About a week before Christmas, I pulled out a book about Santa to read to my seven-year-old son. In years past, I didn’t do enough of the fun stuff during the holidays like drinking hot chocolate by the fire and listening to Christmas carols. It was too easy to get caught up in the cleaning, shopping and cooking so I was determined this year to do more of the simple, meaningful things I had heard so much about. Tonight, it would be reading a Christmas book.
I wasn’t familiar with the book I chose because it was a gift, so I innocently dove right in not knowing where this story of a Santa who’s in a rush on Christmas Eve would lead. In this mediocre holiday tale, Santa meets with different obstacles that slow down his trip to give out toys to all the boys and girls around the world. And that got my son thinking.
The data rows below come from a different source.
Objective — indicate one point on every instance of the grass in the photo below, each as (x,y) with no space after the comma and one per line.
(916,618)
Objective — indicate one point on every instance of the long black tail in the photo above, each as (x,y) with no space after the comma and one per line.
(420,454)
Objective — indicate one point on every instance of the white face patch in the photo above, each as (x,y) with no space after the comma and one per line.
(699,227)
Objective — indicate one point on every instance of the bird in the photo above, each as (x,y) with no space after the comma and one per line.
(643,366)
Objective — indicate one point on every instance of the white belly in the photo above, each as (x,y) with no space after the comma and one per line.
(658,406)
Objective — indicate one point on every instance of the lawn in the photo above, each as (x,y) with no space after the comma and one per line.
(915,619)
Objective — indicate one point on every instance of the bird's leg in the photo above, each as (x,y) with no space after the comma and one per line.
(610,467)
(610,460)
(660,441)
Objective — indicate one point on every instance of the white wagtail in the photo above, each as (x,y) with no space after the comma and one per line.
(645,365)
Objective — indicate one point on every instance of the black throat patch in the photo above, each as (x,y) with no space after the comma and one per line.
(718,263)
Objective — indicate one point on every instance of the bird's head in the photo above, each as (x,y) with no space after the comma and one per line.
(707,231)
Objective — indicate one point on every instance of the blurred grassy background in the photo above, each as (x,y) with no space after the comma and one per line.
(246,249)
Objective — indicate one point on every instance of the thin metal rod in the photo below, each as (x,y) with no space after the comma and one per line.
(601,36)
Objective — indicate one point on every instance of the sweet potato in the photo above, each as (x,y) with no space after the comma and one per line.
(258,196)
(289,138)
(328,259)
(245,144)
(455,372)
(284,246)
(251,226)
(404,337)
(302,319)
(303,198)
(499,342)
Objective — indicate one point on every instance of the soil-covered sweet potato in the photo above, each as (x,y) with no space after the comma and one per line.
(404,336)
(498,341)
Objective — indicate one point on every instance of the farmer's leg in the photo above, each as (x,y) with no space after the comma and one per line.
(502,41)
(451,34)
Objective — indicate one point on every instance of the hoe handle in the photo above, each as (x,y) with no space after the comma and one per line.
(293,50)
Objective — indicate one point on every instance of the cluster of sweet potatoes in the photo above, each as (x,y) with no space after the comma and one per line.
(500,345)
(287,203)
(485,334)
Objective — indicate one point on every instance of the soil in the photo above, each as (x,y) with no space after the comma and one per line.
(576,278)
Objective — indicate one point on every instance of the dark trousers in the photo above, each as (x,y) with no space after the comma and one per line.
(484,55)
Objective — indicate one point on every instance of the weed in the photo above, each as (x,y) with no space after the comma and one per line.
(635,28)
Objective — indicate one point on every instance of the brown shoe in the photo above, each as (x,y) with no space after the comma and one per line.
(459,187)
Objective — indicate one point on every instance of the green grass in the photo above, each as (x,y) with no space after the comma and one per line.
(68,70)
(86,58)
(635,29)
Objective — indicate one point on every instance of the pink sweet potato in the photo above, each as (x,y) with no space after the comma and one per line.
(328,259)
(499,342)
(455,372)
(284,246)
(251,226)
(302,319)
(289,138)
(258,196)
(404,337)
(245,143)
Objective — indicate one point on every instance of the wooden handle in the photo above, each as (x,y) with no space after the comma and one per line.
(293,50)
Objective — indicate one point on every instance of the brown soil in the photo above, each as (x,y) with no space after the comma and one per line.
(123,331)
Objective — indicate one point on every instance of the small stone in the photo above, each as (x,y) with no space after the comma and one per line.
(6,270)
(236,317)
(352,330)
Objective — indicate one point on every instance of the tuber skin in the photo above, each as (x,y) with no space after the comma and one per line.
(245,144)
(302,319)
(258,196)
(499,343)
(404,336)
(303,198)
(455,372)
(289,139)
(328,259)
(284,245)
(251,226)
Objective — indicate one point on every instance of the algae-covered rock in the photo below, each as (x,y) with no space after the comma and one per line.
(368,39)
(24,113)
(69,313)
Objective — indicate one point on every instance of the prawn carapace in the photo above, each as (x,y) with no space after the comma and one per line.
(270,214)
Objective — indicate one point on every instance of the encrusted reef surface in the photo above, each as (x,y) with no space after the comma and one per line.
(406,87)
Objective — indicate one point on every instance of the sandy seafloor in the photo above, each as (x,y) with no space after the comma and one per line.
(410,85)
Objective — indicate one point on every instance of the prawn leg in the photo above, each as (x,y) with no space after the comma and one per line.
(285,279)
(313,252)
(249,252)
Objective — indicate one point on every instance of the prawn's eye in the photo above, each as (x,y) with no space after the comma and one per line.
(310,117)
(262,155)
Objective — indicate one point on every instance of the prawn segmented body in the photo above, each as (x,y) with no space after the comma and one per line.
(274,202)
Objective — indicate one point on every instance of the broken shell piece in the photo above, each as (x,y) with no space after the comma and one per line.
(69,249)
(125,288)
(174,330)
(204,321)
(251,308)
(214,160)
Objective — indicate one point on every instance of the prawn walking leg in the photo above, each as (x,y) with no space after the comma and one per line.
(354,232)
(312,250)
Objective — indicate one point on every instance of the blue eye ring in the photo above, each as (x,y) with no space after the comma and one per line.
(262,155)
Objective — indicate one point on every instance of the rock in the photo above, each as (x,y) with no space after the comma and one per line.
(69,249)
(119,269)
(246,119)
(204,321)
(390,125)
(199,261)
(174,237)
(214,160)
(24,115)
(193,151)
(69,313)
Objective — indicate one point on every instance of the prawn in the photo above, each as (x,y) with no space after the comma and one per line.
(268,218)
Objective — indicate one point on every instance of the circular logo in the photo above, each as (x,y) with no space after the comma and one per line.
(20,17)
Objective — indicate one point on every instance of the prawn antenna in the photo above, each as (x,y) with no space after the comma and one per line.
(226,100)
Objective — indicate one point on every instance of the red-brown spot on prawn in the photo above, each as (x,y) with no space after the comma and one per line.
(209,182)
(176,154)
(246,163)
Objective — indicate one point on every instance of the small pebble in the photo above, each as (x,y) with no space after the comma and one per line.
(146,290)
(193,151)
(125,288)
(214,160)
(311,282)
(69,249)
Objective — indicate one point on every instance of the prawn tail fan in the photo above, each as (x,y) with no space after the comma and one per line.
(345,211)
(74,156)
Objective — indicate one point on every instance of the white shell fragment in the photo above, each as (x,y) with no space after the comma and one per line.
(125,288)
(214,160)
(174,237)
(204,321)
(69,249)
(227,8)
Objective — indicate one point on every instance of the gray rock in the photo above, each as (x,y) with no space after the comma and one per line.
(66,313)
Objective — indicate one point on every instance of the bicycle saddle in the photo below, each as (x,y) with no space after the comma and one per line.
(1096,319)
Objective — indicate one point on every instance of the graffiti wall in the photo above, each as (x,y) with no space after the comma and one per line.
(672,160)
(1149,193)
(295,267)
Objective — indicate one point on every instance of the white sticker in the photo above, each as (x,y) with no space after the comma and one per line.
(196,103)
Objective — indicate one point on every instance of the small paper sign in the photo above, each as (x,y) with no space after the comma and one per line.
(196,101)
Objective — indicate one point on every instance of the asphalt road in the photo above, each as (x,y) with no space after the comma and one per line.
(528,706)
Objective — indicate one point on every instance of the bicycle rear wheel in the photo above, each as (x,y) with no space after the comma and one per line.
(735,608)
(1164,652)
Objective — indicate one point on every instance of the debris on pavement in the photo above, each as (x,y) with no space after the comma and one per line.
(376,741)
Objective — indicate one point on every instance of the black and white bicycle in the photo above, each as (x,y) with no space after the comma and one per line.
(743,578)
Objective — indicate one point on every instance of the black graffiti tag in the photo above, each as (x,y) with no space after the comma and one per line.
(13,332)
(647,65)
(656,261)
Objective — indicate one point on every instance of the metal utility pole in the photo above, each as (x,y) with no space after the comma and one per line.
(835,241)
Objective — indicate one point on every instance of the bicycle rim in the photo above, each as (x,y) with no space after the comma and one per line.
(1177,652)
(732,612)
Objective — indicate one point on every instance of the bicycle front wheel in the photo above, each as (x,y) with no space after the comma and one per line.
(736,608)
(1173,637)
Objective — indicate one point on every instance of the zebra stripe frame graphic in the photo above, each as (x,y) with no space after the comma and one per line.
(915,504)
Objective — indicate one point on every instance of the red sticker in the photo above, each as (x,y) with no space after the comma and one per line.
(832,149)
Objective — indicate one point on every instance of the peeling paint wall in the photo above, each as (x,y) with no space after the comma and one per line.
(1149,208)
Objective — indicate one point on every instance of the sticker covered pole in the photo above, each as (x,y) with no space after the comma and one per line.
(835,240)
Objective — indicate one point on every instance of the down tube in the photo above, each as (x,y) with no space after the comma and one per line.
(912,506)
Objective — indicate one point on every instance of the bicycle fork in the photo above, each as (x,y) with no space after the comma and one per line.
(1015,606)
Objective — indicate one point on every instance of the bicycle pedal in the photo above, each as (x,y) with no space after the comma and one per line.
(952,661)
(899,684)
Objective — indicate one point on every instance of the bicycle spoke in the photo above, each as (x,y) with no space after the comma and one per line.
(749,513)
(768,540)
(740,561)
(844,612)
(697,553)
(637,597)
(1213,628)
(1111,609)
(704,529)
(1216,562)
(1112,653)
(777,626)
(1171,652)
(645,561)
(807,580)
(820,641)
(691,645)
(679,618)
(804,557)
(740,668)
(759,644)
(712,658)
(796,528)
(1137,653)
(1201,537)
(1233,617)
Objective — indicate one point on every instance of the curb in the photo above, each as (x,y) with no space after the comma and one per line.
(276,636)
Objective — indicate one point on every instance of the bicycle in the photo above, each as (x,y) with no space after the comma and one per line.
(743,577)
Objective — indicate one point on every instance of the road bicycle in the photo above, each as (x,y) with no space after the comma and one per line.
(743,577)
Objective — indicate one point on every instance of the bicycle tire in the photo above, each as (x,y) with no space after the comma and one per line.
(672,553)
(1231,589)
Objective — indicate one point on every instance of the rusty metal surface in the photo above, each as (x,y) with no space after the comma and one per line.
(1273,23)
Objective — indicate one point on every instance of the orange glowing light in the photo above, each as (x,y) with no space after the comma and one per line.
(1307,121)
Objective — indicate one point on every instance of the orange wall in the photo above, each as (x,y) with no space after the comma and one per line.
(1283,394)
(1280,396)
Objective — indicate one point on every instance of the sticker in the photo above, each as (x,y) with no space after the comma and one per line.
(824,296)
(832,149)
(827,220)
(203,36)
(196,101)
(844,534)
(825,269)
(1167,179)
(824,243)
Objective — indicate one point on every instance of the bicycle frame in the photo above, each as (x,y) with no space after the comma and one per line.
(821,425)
“So, Mom,” Jonathan interrupted me, “Santa flies all around the whole world in just one night?” I shook my head yes. “Now, is that real or is Santa just a theory?” he asked. I was at once proud and terrified. Proud that he was figuring out the impossibility of the St. Nick myth (based on his math and geography skills, I hoped) and terrified that his belief in Santa would be shattered. I didn’t want the fun to end for him but maybe it was time. Unless, I could add more made-up stuff that would set his mind at ease. And so, in the wink of an eye, I came up with an ingenious explanation.
“Santa has magic; that’s how he gets around the world in just one night,” I told him nonchalantly. It wasn’t genius, it wasn’t even clever, but I think my feigned confidence and getting right back to the story saved Santa for at least this year. I remember during my childhood that I wanted to believe in Santa more than I actually believed and maybe my son wanted that too.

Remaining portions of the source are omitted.